Hacía años que las ganas por reiniciar todos estos rituales acallaban el tímido sentimiento de culpa que le asaltaba cada mes de septiembre cuando se daba cuenta de que no había hecho los deberes de verano. Pero es que, ¿cómo podían esperar que se pasara cada día escribiendo en un diario lo que hacía, para que así luego lo leyeran sus profesores? El verano venía cargado de demasiadas aventuras como para desperdiciarlo ocupada en escribir aquello que hacía o dejaba de hacer. Y mira que este verano había sido más triste, menos luminoso. Pero, aun así, daba igual, hay que estar loco y desesperado y deprimido para preferir pasar horas delante de un papel en blanco que chapoteando en el agua de la piscina.

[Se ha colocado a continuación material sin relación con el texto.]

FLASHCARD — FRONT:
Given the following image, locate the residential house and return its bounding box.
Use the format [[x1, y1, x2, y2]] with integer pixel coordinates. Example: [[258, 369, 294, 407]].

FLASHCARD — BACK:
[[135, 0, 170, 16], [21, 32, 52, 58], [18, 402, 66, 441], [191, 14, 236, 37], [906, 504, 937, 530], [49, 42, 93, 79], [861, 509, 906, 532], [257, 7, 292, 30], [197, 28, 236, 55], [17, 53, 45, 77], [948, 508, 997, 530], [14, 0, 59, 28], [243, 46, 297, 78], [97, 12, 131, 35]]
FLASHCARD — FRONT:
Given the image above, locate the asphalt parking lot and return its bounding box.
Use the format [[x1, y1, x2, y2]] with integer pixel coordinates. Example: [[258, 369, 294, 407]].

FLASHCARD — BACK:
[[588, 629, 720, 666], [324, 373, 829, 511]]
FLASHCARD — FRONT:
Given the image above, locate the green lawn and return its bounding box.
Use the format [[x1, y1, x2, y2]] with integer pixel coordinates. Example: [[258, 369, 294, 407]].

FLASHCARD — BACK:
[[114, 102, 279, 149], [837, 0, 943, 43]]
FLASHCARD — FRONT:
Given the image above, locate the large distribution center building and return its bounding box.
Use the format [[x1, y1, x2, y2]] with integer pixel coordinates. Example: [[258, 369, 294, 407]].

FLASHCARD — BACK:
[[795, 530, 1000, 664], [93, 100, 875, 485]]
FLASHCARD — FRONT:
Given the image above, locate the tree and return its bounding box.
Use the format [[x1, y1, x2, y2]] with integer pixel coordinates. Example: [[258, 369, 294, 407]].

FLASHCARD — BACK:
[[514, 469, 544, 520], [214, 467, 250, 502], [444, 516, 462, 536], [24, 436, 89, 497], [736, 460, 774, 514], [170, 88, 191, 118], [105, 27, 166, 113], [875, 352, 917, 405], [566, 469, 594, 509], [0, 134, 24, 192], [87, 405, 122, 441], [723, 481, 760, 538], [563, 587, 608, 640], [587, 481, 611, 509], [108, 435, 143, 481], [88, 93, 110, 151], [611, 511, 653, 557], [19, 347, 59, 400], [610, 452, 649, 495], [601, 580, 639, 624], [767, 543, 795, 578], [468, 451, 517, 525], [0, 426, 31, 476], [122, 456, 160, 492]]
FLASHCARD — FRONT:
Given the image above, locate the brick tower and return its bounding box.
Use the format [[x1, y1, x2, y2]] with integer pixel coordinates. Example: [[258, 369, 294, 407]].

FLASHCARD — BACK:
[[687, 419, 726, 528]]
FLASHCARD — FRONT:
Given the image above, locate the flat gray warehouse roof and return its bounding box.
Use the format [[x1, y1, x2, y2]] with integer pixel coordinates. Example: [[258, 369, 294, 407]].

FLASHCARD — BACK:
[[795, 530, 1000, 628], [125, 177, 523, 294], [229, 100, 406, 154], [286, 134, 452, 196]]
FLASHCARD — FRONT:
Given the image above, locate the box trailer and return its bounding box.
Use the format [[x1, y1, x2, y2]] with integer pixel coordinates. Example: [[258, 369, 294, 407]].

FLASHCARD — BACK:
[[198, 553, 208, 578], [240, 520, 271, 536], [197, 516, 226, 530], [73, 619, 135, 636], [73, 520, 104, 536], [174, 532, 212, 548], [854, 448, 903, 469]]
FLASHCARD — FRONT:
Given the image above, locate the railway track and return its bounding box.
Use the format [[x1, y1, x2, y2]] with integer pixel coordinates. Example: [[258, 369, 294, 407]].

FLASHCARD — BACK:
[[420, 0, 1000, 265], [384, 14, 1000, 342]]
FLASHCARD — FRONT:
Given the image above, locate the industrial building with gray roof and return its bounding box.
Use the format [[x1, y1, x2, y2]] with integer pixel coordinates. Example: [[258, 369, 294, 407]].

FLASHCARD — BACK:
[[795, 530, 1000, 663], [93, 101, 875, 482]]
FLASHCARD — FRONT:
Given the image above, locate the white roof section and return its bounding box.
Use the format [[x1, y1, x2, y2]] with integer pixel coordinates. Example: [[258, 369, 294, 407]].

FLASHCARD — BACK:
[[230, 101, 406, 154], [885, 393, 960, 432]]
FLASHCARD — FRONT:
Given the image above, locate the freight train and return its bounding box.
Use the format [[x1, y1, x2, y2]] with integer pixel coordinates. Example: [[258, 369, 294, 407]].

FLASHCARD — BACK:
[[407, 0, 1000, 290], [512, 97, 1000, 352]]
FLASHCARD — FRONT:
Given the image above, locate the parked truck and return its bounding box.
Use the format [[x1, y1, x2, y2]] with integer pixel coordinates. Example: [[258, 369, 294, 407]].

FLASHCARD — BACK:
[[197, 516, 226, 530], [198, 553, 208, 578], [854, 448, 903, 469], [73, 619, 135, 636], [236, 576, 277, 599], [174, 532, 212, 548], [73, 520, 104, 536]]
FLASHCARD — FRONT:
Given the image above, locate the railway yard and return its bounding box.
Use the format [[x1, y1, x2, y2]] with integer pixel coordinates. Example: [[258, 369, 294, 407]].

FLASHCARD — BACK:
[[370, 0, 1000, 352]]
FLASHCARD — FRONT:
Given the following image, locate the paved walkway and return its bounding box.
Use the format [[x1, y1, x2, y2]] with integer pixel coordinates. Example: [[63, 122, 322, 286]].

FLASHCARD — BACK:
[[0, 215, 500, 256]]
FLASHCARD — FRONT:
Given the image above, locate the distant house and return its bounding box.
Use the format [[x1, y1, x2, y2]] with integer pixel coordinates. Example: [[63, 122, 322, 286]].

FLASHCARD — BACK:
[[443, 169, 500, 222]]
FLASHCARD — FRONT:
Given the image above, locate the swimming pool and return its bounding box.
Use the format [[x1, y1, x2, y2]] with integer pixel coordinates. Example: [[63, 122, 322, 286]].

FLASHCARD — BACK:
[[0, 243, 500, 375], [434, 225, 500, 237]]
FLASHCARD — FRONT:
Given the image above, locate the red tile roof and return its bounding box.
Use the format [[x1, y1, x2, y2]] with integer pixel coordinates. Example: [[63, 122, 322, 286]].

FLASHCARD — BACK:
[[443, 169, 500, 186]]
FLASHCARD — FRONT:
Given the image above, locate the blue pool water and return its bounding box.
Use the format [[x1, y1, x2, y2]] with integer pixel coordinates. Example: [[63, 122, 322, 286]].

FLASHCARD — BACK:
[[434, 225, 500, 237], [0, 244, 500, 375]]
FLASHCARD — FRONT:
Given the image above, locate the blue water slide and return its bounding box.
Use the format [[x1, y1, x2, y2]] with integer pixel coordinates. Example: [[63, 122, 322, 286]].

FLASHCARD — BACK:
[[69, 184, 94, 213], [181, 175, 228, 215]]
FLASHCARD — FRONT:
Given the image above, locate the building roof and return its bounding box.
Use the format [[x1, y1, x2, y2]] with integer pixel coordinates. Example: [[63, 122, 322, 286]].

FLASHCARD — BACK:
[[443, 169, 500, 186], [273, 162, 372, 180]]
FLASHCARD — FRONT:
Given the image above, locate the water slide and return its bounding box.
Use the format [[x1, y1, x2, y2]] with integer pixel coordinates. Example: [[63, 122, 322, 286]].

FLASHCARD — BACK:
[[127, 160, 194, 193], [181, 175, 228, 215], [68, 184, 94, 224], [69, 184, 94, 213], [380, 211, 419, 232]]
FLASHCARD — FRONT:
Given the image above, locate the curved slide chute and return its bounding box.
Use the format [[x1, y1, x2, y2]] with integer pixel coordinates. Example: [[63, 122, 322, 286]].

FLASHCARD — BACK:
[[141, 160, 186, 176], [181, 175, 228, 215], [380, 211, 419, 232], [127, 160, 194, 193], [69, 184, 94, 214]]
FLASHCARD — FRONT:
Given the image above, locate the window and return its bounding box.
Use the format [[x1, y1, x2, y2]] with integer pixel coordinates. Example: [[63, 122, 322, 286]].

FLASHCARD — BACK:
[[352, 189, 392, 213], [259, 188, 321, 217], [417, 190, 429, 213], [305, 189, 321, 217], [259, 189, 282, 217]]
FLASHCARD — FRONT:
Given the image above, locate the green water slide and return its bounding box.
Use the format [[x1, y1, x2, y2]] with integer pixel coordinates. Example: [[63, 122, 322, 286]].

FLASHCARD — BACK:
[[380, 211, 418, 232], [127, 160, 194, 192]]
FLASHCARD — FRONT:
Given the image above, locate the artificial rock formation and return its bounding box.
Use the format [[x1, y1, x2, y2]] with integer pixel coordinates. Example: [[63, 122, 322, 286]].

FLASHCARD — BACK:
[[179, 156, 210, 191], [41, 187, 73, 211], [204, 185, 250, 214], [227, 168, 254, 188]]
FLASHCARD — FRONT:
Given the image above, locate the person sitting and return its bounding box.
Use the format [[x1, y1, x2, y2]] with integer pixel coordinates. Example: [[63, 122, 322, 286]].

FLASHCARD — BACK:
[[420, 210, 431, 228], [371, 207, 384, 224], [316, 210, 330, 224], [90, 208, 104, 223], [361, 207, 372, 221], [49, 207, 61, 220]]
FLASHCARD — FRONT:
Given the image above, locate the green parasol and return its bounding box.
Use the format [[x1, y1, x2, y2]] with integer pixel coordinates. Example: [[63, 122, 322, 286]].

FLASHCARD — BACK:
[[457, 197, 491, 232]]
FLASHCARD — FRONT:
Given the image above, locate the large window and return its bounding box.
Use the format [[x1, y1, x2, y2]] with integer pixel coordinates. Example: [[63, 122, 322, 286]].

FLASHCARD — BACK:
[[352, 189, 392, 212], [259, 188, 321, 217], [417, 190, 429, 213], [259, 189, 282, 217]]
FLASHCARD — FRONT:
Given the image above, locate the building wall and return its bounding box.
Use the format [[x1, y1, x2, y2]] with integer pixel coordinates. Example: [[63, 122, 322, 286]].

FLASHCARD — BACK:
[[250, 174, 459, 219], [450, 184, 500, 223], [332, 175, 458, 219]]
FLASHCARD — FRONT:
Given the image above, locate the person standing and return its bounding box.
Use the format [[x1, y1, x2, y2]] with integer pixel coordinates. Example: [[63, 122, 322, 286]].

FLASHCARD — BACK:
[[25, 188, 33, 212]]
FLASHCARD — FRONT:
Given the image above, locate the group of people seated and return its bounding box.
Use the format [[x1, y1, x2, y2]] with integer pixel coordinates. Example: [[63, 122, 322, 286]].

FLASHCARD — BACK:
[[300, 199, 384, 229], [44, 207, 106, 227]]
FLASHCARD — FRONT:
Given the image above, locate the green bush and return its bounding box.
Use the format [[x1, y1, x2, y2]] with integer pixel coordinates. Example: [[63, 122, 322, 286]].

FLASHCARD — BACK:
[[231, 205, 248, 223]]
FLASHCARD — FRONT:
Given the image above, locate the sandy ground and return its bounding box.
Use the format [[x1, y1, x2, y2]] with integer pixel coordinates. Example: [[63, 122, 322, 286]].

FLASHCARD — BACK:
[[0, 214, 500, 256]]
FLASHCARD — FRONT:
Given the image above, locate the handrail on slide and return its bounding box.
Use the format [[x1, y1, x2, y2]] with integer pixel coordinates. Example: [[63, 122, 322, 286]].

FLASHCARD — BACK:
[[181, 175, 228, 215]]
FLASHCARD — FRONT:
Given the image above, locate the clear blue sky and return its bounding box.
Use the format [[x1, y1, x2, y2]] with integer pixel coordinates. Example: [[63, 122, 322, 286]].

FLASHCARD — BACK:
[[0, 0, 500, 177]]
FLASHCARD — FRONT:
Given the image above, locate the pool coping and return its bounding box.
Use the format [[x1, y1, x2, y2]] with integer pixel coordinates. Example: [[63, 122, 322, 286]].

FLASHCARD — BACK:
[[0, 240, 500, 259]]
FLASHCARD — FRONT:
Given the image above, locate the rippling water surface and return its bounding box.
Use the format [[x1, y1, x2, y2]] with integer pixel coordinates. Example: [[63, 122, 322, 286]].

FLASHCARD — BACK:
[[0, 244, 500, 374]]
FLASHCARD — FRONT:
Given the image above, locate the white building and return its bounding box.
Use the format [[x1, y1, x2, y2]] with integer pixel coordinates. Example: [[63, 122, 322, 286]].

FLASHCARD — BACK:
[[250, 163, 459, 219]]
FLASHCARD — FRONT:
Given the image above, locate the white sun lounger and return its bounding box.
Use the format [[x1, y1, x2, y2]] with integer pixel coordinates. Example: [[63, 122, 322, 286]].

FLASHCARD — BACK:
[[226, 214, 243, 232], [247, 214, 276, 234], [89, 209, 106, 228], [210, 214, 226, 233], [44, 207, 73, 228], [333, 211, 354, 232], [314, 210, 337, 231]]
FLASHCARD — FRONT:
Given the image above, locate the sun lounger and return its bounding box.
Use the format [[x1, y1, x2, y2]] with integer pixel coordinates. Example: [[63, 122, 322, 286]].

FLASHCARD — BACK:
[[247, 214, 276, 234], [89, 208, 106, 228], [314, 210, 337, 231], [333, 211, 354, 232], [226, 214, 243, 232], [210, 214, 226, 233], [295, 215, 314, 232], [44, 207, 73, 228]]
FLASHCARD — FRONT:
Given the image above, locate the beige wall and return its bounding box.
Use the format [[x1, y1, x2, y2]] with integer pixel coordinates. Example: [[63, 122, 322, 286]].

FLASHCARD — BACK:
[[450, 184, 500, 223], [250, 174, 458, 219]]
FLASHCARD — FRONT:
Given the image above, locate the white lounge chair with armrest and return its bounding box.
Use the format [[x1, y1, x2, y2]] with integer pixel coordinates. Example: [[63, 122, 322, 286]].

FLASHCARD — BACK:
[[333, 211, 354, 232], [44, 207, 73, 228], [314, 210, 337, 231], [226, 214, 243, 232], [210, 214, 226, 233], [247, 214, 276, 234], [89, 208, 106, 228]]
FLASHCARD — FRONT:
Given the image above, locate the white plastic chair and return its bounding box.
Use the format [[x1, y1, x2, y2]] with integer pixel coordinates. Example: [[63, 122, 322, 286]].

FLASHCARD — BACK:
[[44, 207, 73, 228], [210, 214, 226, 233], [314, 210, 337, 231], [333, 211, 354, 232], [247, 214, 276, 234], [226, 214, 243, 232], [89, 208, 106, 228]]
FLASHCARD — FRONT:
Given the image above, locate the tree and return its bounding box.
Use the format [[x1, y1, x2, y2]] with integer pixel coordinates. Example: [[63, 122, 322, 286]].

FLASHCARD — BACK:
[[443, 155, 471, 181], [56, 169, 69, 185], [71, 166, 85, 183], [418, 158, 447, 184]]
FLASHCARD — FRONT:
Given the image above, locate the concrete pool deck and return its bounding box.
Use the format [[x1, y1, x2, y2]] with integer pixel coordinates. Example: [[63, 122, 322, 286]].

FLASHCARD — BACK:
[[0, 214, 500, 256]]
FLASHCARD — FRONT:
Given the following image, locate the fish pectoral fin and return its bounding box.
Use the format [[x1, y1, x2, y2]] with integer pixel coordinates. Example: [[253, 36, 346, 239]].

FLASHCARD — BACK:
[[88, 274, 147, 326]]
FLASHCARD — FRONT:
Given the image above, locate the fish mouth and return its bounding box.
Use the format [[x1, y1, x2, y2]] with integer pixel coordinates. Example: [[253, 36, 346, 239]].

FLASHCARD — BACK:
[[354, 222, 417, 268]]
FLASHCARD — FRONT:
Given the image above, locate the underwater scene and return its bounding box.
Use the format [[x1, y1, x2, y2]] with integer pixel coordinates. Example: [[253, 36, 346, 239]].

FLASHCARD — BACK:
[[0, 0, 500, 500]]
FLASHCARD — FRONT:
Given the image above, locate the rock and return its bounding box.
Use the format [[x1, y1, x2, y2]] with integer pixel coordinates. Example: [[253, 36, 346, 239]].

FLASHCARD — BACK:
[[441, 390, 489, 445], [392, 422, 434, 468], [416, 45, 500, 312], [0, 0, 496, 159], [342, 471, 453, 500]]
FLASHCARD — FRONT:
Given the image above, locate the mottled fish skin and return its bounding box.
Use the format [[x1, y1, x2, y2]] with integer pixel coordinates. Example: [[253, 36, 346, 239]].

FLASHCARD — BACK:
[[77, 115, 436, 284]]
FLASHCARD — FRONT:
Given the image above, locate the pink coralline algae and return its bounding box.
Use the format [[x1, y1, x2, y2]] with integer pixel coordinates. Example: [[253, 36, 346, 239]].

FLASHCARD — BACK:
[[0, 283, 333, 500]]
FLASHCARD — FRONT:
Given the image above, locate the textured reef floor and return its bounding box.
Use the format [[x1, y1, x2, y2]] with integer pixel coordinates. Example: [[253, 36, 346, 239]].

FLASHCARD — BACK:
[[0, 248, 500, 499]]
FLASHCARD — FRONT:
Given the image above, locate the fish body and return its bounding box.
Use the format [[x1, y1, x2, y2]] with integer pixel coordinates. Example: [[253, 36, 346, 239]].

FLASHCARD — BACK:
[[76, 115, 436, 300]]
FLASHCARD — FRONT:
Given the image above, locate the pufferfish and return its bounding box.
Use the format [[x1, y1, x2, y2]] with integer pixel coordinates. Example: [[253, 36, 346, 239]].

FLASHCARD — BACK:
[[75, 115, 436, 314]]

Sentía cierta vergüenza cuando recordaba el ansia con el que había esperado la reanudación del instituto hacía dos años. Era todavía julio y se encontraba en un campamento de verano cuando cogió con la mano derecha un diente de león y lo alzó bien alto, con la esperanza de que al acercarlo al cielo sus deseos estarían más cerca de ser escuchados. Pidió que llegara en septiembre un chico que le gustara y al que le pudiera gustar. Sus amigas ya se habían liado con algún chico, pero ella no. Tenía miedo de quedarse rezagada para siempre y por eso se encomendaba a esa operación aparentemente irracional. Pensaba que no podía desaprovechar ninguna de las oportunidades que se le presentaran para pedir algo. Obviamente, ese chico no llegó hace dos años y nada indica que pueda llegar este. Pero, por si acaso, este verano también sopló bien fuerte un diente de león y siguió la trayectoria de sus agujas liberadas hasta que se fundieron con el blanco de las nubes y se perdieron en la inmensidad del cielo.